Do explanations generalize across large reasoning models?
Koyena Pal, David Bau, Chandan Singh
TL;DR
The paper investigates whether chain-of-thought explanations generalize across large reasoning models by formalizing cross-model generalization as cross-model consistency. It introduces four CoT elicitation modes (Empty, Default, Transfer, Ensemble) and a sentence-level ensembling strategy, showing that CoTs can increase cross-model consistency even when the explanations lead to incorrect answers. Human studies reveal that more generalizable CoTs align with user preferences, and reinforcement-learning post-training further enhances cross-model consistency, though not always transfer accuracy. The work provides a practical framework and actionable techniques for evaluating and enhancing generalizable CoTs, with implications for AI-assisted discovery, education, and safety-driven model supervision.
Abstract
Large reasoning models (LRMs) produce a textual chain of thought (CoT) in the process of solving a problem, which serves as a potentially powerful tool to understand the problem by surfacing a human-readable, natural-language explanation. However, it is unclear whether these explanations generalize, i.e. whether they capture general patterns about the underlying problem rather than patterns which are esoteric to the LRM. This is a crucial question in understanding or discovering new concepts, e.g. in AI for science.
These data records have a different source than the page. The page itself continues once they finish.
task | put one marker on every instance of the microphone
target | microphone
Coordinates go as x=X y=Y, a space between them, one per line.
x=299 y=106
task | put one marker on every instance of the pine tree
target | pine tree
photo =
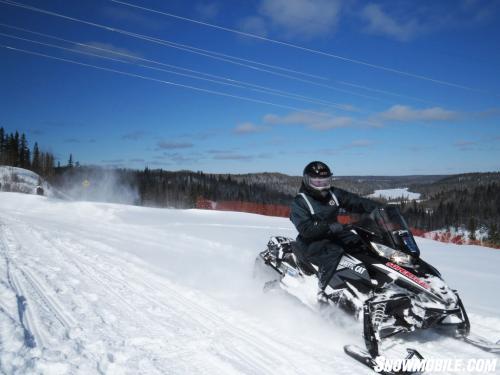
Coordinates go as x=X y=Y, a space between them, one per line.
x=36 y=164
x=2 y=145
x=24 y=153
x=472 y=229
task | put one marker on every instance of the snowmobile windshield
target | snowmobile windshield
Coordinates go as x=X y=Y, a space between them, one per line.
x=389 y=226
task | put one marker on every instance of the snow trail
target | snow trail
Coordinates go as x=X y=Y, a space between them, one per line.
x=120 y=289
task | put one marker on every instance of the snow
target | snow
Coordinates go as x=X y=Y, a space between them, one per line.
x=120 y=289
x=398 y=193
x=23 y=181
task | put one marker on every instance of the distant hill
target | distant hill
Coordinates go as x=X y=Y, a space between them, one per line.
x=363 y=185
x=455 y=182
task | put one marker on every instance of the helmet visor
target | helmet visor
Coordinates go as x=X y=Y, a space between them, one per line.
x=320 y=183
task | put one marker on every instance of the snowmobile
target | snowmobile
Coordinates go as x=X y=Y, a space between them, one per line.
x=381 y=281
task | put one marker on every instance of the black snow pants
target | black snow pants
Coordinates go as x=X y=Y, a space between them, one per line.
x=324 y=254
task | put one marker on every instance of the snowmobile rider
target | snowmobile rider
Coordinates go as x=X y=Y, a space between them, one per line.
x=322 y=239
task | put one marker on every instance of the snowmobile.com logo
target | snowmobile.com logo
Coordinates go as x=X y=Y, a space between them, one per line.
x=434 y=365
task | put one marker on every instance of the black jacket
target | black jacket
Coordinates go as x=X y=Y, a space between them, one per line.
x=315 y=227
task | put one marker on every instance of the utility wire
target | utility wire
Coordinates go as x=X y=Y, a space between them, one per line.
x=224 y=81
x=299 y=47
x=175 y=84
x=191 y=49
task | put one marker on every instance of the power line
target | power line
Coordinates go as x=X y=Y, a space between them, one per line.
x=206 y=53
x=299 y=47
x=224 y=81
x=175 y=84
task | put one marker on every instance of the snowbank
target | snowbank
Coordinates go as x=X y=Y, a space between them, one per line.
x=23 y=181
x=121 y=289
x=392 y=194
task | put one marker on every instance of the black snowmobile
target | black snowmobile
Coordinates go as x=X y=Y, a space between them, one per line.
x=382 y=281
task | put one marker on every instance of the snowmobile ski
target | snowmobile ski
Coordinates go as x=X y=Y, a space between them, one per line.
x=481 y=343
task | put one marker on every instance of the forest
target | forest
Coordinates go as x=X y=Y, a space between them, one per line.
x=469 y=201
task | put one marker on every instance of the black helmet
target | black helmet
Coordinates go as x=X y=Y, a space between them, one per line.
x=317 y=177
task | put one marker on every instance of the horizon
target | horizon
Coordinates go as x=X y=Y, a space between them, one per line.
x=372 y=89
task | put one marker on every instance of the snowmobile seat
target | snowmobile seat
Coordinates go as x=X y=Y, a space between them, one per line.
x=301 y=263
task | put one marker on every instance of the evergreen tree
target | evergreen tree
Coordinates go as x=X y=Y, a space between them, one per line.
x=24 y=153
x=2 y=145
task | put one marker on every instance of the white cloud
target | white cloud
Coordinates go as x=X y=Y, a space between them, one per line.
x=406 y=114
x=166 y=145
x=207 y=10
x=311 y=120
x=248 y=127
x=381 y=23
x=302 y=18
x=361 y=143
x=253 y=25
x=107 y=50
x=407 y=20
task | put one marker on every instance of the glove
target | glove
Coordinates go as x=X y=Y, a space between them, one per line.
x=336 y=228
x=348 y=238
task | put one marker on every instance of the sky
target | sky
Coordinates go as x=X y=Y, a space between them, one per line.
x=369 y=87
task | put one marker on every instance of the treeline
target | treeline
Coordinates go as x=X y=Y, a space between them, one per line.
x=182 y=189
x=15 y=152
x=471 y=207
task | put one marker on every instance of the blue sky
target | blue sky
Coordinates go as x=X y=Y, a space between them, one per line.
x=424 y=100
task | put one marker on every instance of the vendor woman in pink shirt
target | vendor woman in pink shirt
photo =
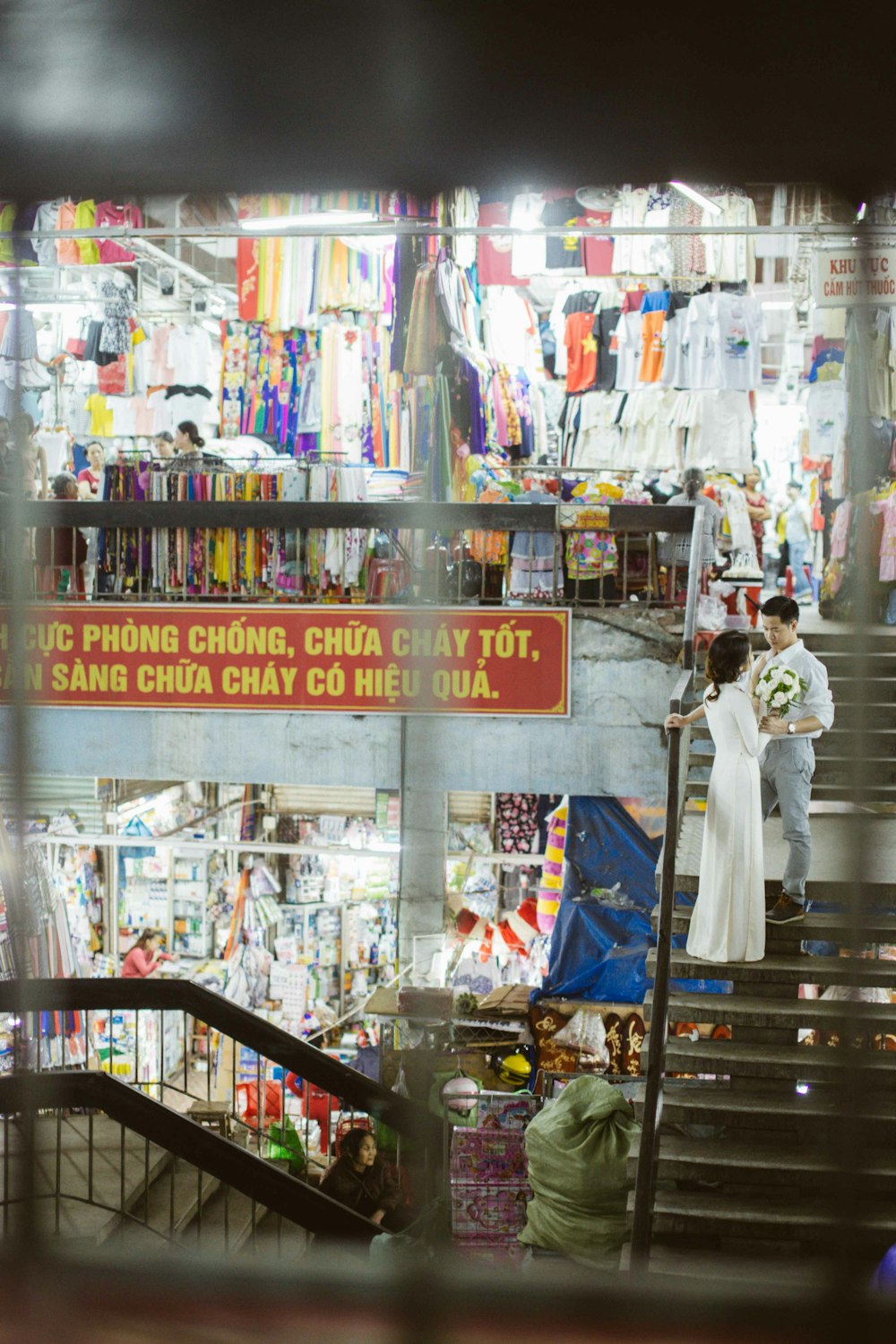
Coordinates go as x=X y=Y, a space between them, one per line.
x=144 y=957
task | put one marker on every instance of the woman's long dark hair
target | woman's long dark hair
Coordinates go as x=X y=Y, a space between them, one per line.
x=726 y=659
x=191 y=430
x=144 y=938
x=352 y=1142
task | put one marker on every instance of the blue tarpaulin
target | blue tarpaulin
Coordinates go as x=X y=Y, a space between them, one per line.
x=600 y=943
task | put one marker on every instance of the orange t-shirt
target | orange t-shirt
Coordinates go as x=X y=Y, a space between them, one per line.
x=582 y=352
x=67 y=250
x=651 y=346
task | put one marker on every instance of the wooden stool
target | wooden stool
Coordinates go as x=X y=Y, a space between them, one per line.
x=212 y=1115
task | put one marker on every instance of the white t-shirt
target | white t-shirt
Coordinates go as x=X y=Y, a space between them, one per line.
x=739 y=332
x=702 y=341
x=527 y=252
x=190 y=355
x=627 y=212
x=826 y=409
x=56 y=445
x=627 y=351
x=721 y=430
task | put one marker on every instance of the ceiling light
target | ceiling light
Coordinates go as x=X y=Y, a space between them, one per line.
x=370 y=242
x=269 y=223
x=697 y=196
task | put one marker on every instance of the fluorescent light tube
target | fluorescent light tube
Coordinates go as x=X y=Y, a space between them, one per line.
x=699 y=199
x=263 y=223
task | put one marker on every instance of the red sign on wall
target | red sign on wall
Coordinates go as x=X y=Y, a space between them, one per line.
x=347 y=660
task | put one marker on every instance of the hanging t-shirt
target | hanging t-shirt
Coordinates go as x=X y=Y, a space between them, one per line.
x=597 y=250
x=675 y=365
x=86 y=218
x=564 y=253
x=700 y=343
x=826 y=409
x=43 y=222
x=629 y=211
x=653 y=320
x=721 y=432
x=582 y=352
x=99 y=416
x=582 y=301
x=607 y=323
x=67 y=250
x=739 y=341
x=528 y=250
x=190 y=354
x=627 y=349
x=116 y=217
x=828 y=366
x=493 y=254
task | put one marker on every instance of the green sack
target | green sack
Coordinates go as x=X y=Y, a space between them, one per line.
x=578 y=1150
x=285 y=1145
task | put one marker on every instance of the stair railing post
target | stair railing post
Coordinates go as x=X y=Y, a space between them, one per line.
x=676 y=795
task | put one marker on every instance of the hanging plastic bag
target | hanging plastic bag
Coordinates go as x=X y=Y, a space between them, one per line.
x=285 y=1145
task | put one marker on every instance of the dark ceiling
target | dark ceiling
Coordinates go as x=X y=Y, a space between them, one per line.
x=168 y=96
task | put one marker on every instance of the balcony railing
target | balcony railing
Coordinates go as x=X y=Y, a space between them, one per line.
x=376 y=551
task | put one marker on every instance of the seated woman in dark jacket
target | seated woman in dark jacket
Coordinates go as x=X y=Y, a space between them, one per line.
x=365 y=1183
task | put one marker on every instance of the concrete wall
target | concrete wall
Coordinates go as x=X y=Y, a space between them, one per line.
x=613 y=744
x=622 y=676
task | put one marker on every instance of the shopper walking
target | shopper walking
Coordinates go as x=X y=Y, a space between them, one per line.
x=145 y=956
x=798 y=537
x=678 y=548
x=362 y=1180
x=728 y=918
x=756 y=508
x=788 y=760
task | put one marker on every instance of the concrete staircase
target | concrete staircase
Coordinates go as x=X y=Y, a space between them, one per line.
x=775 y=1148
x=116 y=1188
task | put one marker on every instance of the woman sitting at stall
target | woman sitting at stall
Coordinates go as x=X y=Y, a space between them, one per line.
x=145 y=956
x=363 y=1182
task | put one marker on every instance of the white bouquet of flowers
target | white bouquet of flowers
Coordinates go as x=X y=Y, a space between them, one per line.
x=780 y=688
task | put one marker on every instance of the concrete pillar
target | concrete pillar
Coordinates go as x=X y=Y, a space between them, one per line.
x=424 y=833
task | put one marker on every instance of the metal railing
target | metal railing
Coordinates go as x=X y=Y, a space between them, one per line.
x=236 y=1070
x=74 y=1140
x=379 y=551
x=676 y=797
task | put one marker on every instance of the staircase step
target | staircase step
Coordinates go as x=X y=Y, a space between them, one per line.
x=169 y=1211
x=837 y=840
x=763 y=1160
x=226 y=1223
x=872 y=926
x=783 y=969
x=805 y=1064
x=829 y=769
x=748 y=1011
x=766 y=1109
x=766 y=1215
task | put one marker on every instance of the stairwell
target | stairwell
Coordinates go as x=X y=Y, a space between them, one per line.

We study this generalization question by evaluating a specific notion of generalizability: whether explanations produced by one LRM induce the same behavior when given to other LRMs. We find that CoT explanations often exhibit this form of generalization (i.e. they increase consistency between LRMs) and that this increased generalization is correlated with human preference rankings and post-training with reinforcement learning. We further analyze the conditions under which explanations yield consistent answers and propose a straightforward, sentence-level ensembling strategy that improves consistency. Taken together, these results prescribe caution when using LRM explanations to yield new insights and outline a framework for characterizing LRM explanation generalization.